Словцо это звучало нарочито небрежно, но с чуть заметным для посвященных вкусовым привкусом, будто конфета-грильяж — незаметно для общества — проворачивается, всасываясь и растекаясь ореховой горечью под языком. Сие должно было означать, как я быстро смекнула, что именно в законопослушнике дремлет исконно бунтарское начало, спасительное для общества и взрывоопасное для себя, себя законопослушник не пожалеет, положит живот на алтарь, сгорит синим пламенем, когда придет его час. Но не в этом же мизерном случае, о котором сейчас идет речь, сами же понимаете. Но речь шла вроде бы не о пустяке: об идее. Из-под ломких век кидался быстрый, нарочито небрежный, взгляд, который, как я поняла, по правилам хорошего тона надлежало поймать быстрой, постигающей суть улыбкой. После чего плавный ручеек беседы легко — но уже дополнительно насыщенно — утекал бы в несущественные камыши деталей предстоящей борьбы или в болотистые топи социальных прозрений типа: «разучились по-настоящему делать свое основное дело» или «никто почему-то не хочет взять на себя настоящую ответственность за».
Все это было по-человечески понятно. Беспокоила дифракция. Вокруг главного слова «идея» наблюдался лишь слабенький, блеклый почти до полной бесцветности пунктирный контур, вдобавок еще — мерцающий, иногда он вовсе как бы пропадал, но снова — правда — всегда являлся, однако и тогда в каждом отдельном штришке этого контура виделись мне будто бы шаткость и дополнительное дрожание. Слово же — «законопослушный», абсолютно неглавное в нашем разговоре, — дифракцировало мощно, создавая вокруг себя яркий и четкий овал, почти полную сферу. Сфера эта до того была полнозвучной, что — в самый кульминационный момент беседы — я вдруг подумала, что вряд ли этот ведущий конструктор, с именем и регалиями, там, в верхах и в Москве, сможет отстоять и пробить идею, народившуюся в его кабэ.

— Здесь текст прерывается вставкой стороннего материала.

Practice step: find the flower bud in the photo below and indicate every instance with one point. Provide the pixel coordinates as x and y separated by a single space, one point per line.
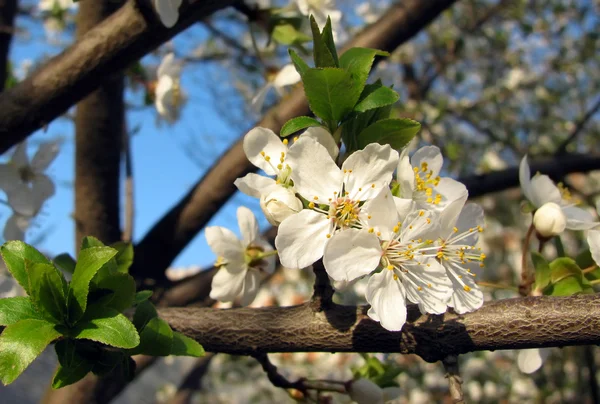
278 204
364 391
549 220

Мне вдруг показалось, что он может с этой идеей вообще даже не выступить. Но я сразу одернула себя, ибо нельзя же физическому эффекту доверять больше, чем человеку. Однако дифракция блистательно себя подтвердила. Как мне потом рассказывали очевидцы, конструктор — действительно — высунулся было с идеей, на него не так глянули сквозь графин, и он быстренько ретировался в кусты, защищать идею даже и не пытался. Идея-то, к счастью, не погибла, другие ее, перспективную, защитили. Но дифракцию я теперь чту. У моего папы, как я теперь — задним числом — понимаю, была очень четкая, нравственно-несбиваемая, дифракция.

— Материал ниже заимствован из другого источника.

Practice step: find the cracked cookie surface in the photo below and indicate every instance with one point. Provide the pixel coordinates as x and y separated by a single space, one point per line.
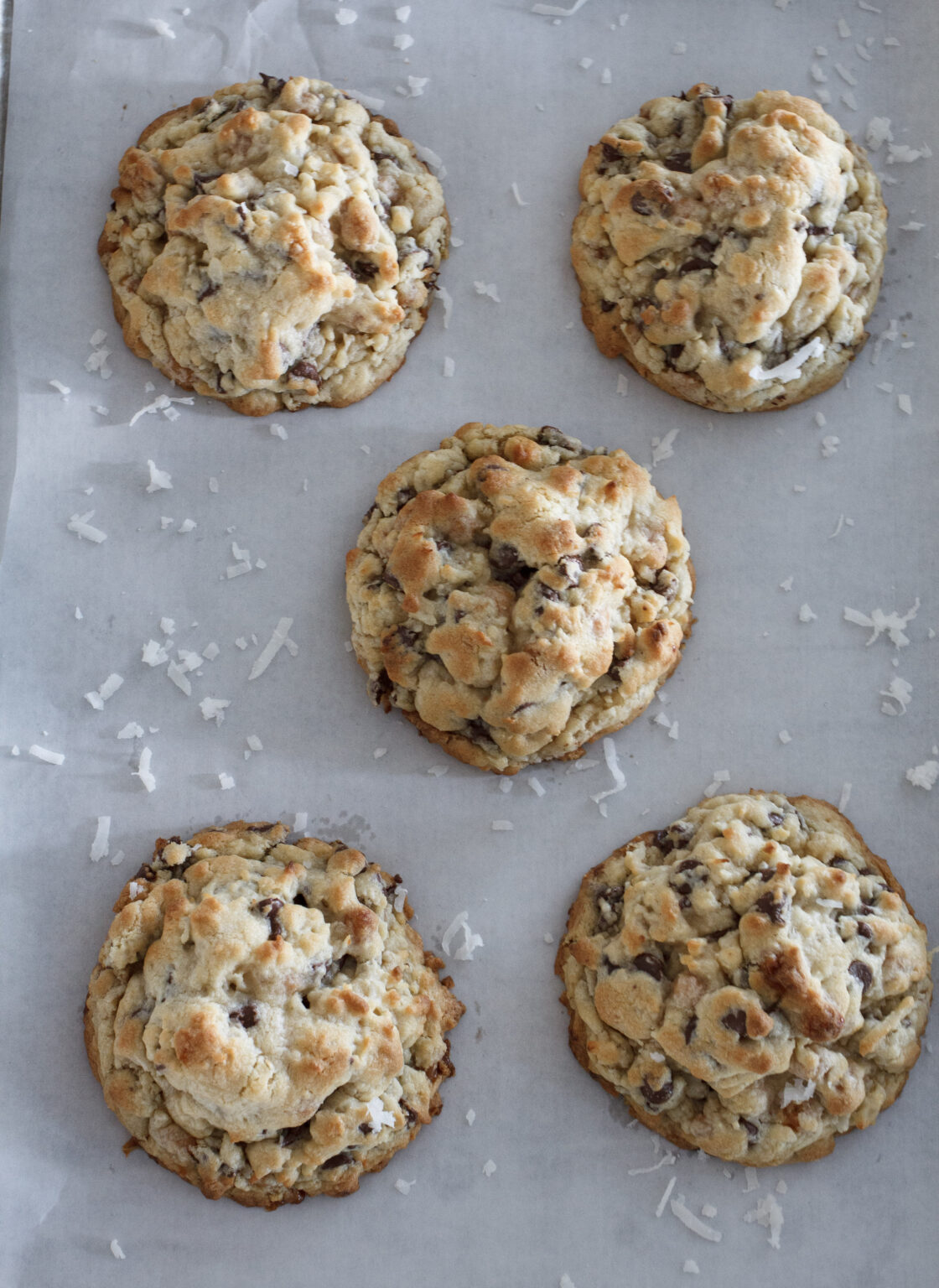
730 250
273 247
516 594
263 1019
750 979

В сорок восьмом году, после печально знаменитой сессии ВАСХНИЛ, в папином институте, как и везде, должно было состояться общее собрание, папа был биохимик растений. Он мог бы на это собрание не идти, поскольку был на больничном, у него не кончилась еще пневмония, мама просто умоляла — на это собрание не ходить. Но папа пришел. Зал был набит, но все как-то глядели мимо друг друга, будто никого кругом не было. Никто на этом собрании, в отличие от обычных, не ерзал, не кашлял и соседу ничего не шептал. На трибуне, сменяя друг друга, каялись и били себя в грудь. Но вполне можно было не выступать. Тут папа выступил. Говорят, его выступление было самым в тот день коротким. Он сказал, что много думал в последние дни, самым внимательнейшим образом (папа любил это словосочетание: «Я самым внимательнейшим образом, Раюша, обдумал твой поступок — по-моему, он неблаговиден, галоши нужно было надеть, чтобы мама понапрасну не волновалась») изучил все материалы сессии, еще раз перечитал Менделя и считает его работы — классическими. Папа всегда говорил суховато.
Когда больничный закрыли, папа остался без работы, что удивило только моих теток, которые все гордились, что у них брат — профессор, недавно с таким блеском защитил докторскую диссертацию, и ни одного «черного шара» даже не было при тайном голосовании. На последнее обстоятельство особенно напирала тетя Аля, лицо ее при этом горделиво розовело и взгляд делался горделиво отсутствующим, думаю — эти шары ей виделись маленькими, вроде биллиардных, блестящими, крепкими, разных цветов, ученый совет долго гонялся за ними с палкой и загонял упрямые шары в огромную лузу, типа биллиардной, но, конечно, больше, и в папиной потом не оказалось ни одного черного, хоть в других лузах их было навалом, вот такой у них способный и удачливый брат.